Frontier de Guillaume Singelin
30 décembre 2023Frontier est un drôle de bouquin, à la fois impressionnant par le format et rendu d’un abord très facile par le dessin. Le fil narratif entraîne le lecteur sans temps mort : on navigue aussi bien dans les pages que dans l’espace. Beau moment de divertissement pour tous lecteurs. C’est presque comme si le côté « édulcoré » du dessin rendait la lecture facile, presque sans profondeur.
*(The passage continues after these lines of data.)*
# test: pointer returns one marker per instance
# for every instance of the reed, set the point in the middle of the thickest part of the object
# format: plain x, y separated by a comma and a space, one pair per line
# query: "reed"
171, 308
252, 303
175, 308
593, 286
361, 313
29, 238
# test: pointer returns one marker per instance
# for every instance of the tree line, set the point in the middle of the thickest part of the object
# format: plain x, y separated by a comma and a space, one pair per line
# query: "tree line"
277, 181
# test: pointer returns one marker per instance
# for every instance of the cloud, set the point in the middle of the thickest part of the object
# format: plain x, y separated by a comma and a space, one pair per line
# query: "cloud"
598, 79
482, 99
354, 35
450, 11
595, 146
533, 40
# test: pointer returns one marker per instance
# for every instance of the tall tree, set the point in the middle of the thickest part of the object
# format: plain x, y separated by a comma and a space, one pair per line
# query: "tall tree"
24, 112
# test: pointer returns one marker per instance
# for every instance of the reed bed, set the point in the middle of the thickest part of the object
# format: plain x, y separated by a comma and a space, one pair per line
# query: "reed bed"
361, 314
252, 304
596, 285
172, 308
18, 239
La profondeur est dans les thèmes abordés
Ce serait oublier la profondeur, la pertinence des thèmes abordés dans ce travail de réflexion graphique. Tous les enjeux actuels y sont, sociaux, politiques, écologiques, économiques, humains, philosophiques. Tout est relié et chaque question permet de jeter un regard sur une question voisine.
Les frontières ?
Des frontières ? Lesquelles ? Celles de l’espace. Celles de notre propre soumission volontaire à un système dépassé. On s’y retrouve alors en compagnie de La Boétie et de son Discours de la servitude volontaire. La dette est omniprésente, qui dresse les uns contre les autres au lieu de conduire à des solutions partagées. Le bricolage, la récup rejoignent, de fait, les démarches écolos. Ils permettent aussi de revisiter des solutions abandonnées car pas assez rentables pour un progrès univoque et dévastateur. On rejoint là Le champignon de la fin du monde (Sur la possibilité de vivre dans les ruines du capitalisme) d’Anna Lowenhaupt Tsing.
Une ouverture de l’esprit
Ce Frontier est un vaste jeu de Meccano physique, intellectuel, humain à mettre entre toutes les mains. Un jeu d’aventure qui conduit à une forme d’optimisme sain, humain. S’y opposent, pour le plaisir du lecteur, l’esprit ingénieur et l’esprit bricoleur. Et, question d’âge sans doute, le leitmotiv repris par les personnages met dans le crâne la musique d’Angelo Branduardi Va où le vent te mène. Accompagnée aussitôt par les Petites boîtes de Graeme Allwright. Quand une lecture, une œuvre d’art, un spectacle vous ouvre les neurones à toutes sortes de références, la partie est gagnée. Les frontières dépassées.